GOD’S HAND
If you read this book carefully, you have to admit that God’s hand is behind all the writings. More than thirty people of varied backgrounds and ideas in different times and places wrote these sixty-six books. When you group them up, they link together as if they were written by one individual. Genesis was written about fifteen hundred years before Christ, and Revelation was written ninety-five years after Christ. There is a time span of sixteen hundred years. One talks about the beginning while the other projects the end of the world. Yet whatever begins in Genesis is concluded in Revelation. This amazing feature cannot be explained in human terms.
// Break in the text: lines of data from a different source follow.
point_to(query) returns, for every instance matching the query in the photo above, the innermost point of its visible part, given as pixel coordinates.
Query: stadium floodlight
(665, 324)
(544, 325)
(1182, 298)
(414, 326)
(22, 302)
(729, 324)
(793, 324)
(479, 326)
Every word of it has to be written by God through man. God is the motivating One behind the whole composition.
DIE FOR THE BIBLE
There is another remarkable thing about this book. In itself it is a book that gives life. Yet countless numbers of people have lost their lives for its sake. There was a time when anyone who held this book in his hand would immediately be put to death. The most powerful empire in history was the Roman Empire. There was a time when this empire summoned all its forces to destroy this book. Everyone who possessed it would be inhumanly persecuted and later killed or burned. They wiped out thousands of people and burned countless copies of the Bible. They even set up a monument at a place where they killed Christians. On it was the inscription: "Christianity is buried here." They thought that when they had burned all the Bibles and removed all the Christians, they would see Christianity lying there beneath their feet. But it was not long after that when the Bible came back again. Even in a country like England, which has already accepted Christianity as its state religion, you can still find tombs of martyrs for Christ if you visit different places there. Here and there you can find places where the Bible was once burned. Or you may come across a tombstone that tells you that such and such a person tried so hard and wrote so many books in his life to oppose the Bible. One place may tell you that the Bible was once burned there, and another place may tell you that Christians were once killed there. One signpost may point you to a statue of martyrdom, and another may point to a site of Bible burning.
Why is it that so many people have tried so hard to oppose this book? Why is it that men would pass by other books, but would either oppose this book with every fibre of their being or would put their whole life to the stake for it? There must be something extraordinary here. Even if you do not believe that this is God’s word, you have to admit that there is something unusual about this book.